At first glance, Microsoft’s acquisition of document e-discovery software maker Equivio looks like another key addition to Office 365’s growing portfolio of document management tools for major industry verticals. Equivio supports law firms with a set of tools that automatically generate relevance-based indexes from large streams of text, helping attorneys locate information vital to their cases.
But a big key to today’s acquisition may have just been delivered to Equivio by the U.S. Patent and Trademark Office. Patent number 8,938,461, issued just today, describes a “Method for organizing large numbers of documents” that may very easily apply to a future document management system for premium Office 365 subscribers.

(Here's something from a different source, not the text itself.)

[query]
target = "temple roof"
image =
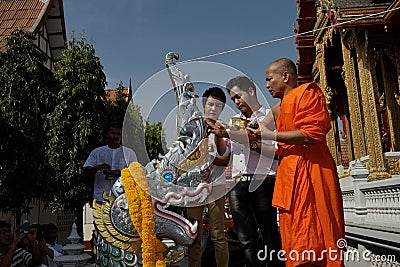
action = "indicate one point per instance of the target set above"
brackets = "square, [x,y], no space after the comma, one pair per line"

Today’s patent, applied for in July 2010 by Equivio CEO Amir Milo and vice president for engineering Yiftach Ravid, describes a system for detecting and sorting near-duplicate documents, especially emails. While it’s relatively easy, even with a “big data” store, to identify identical documents and eliminate duplicates, emails often contain fragmented quotes and partial excerpts, often broken up by “>” characters at the beginnings of lines to indicate the fact that they’re excerpts. In the e-discovery process, attorneys need to be able to connect threads of discussions compiled from multiple streams of emails, almost none of which contain absolutely identical excerpts.
“Businesses and governments around the world generate enormous volumes of data every day,” reads http://blogs.microsoft.com/blog/2015/01/20/microsoft-acquires-equivio-provider-machine-learning-powered-compliance-solutions/”>a blog post this morning by Microsoft Outlook and Office 365 corporate vice president Rajesh Jha. “Sifting through that data to find what is relevant to a legal or compliance matter is costly and time consuming. Traditional techniques for finding relevant documents are falling behind as the growth of data outpaces people’s ability to manually process it.”
Theoretically, a cloud-based service incorporating this technology could draw these associations between discussions among related parties in real-time. This could become useful for any number of Office 365 paying subscribers, perhaps on a premium tier, above and beyond the legal profession.
The “Method for organizing” patent explains how such a system analyzes streams of document data and compiles fingerprint information from those streams. Those fingerprints are continually checked for similarities, and when they arise, the system constructs “presumed documents” that may later correspond to the original documents from which fragments are excerpted. Such documents are assemblies of nodes, each of which is described by metadata. When multiple properties of this metadata appear to correspond, the system compares fingerprints to see whether separate fragments actually match. If they do, they’re incorporated into the “presumed documents.”
It’s a way of compiling a multi-dimensional index from several huge streams of data, without the system having to have “root documents”—files known to be the originals from which the other copies are made—in advance.
Elsewhere in the portfolio of the Israel-based company are other similarly important patents to the e-discovery process, including methods for enhancing expert system processes. While Rajesh Jha’s blog post focused on the e-discovery process, Equivio has described for its own customers in the past a sophisticated machine learning system, compiling relevance statistics for accumulated nodes in the stream assessment process that help the system ascertain the relevance of future documents as they are acquired.
That system involves predictive coding, which in this context is a way of fast-tracking elements of documents that are more likely to be relevant to a search. Imagine a client company building its own “local Google” on-premise, using automatic processes that Equivio says save its clients millions of dollars over hiring data scientists to make assessments themselves.
Microsoft declined to go into further detail Tuesday about the relevance of Equivio’s patents to its future products and services, though a spokesperson did issue this statement: “We intend to incorporate Equivio’s technologies into products coming from Microsoft. We will share more on this in the near future. We are fully honoring Equivio’s existing agreements with current customers and partners, and look to continuing working with all these players moving forward.”